STATUS: I’m finally back! It definitely took a week longer than I expected but I’m doing great.

What’s playing on the XM or iPod right now? JEOPARDY by Greg Kihn (Of course!)

Late on Friday (July 29) I found out that Jamie Ford was going to be a literature question on that night’s TV show of Jeopardy!

Surely you’ve arrived if you are ubiquitous enough to be a question on a popular game show, right?


Not a single contestant got the answer. LOL!

Yep, take it down a notch Kristin. It still makes me smile though.


27 Responses

  1. Krista V. said:

    I’ve also seen HOTEL on a recent iPhone ad. The disembodied hand is scrolling through a list of iPhone-recommended e-books, and it stops for half a second on the cover of HOTEL ON THE CORNER OF BITTER AND SWEET!

  2. JEM said:

    That’s got to be on an author’s bucket list. I also would have been shouting at my television “sweet! sweet!” if I’d been watching that episode.

  3. Libby said:

    Now he can say when people ask if they would know his work, “Well, you may know me from a little show called Jeopardy”.

  4. Stephanie McGee said:

    I watched that episode. I’m not sure what it says about me that I knew the answer and just watched dumbfounded as not one contestant buzzed in with the correct word.

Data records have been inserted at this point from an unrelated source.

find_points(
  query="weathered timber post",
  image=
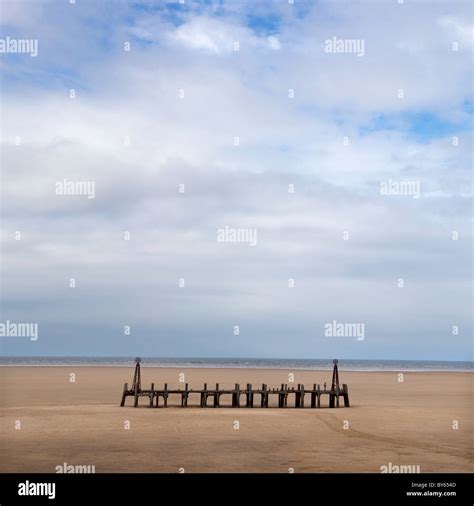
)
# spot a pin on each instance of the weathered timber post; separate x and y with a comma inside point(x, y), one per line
point(184, 396)
point(264, 399)
point(346, 396)
point(216, 396)
point(237, 395)
point(124, 395)
point(281, 396)
point(165, 396)
point(249, 396)
point(151, 395)
point(204, 396)
point(137, 383)
point(297, 396)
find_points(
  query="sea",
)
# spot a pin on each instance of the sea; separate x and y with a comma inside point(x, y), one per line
point(248, 363)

    I definitely think it’s a milestone if you make it on Jeopardy.

  5. Oliver said:

    Welcome back.

    You are now the reason I have stopped editing and have jumped over to YouTube to watch SNL clips of Jeopardy. Thanks, Kristin. Thanks a whole bunch.

  6. Angela Brown said:

    Glad you’re back:-)

    That is definitely cool to be a Jeopardy question but also cool because someone like me would want to go check out the book after seeing it was trivia-worthy. And there may have been plenty other viewers with the same thought.

  7. Anonymous said:

    Even if the contestants had never heard of the book, surely the missing word would have been an easy guess.

  8. Anonymous said:

    Funny to notice – most all of NLA’s clients are female. Here, let me pitch a story: Once upon a time, someone sued NLA for discrimination. They declined valid work that matched to a tee what they were looking for because the author was male. I would read that.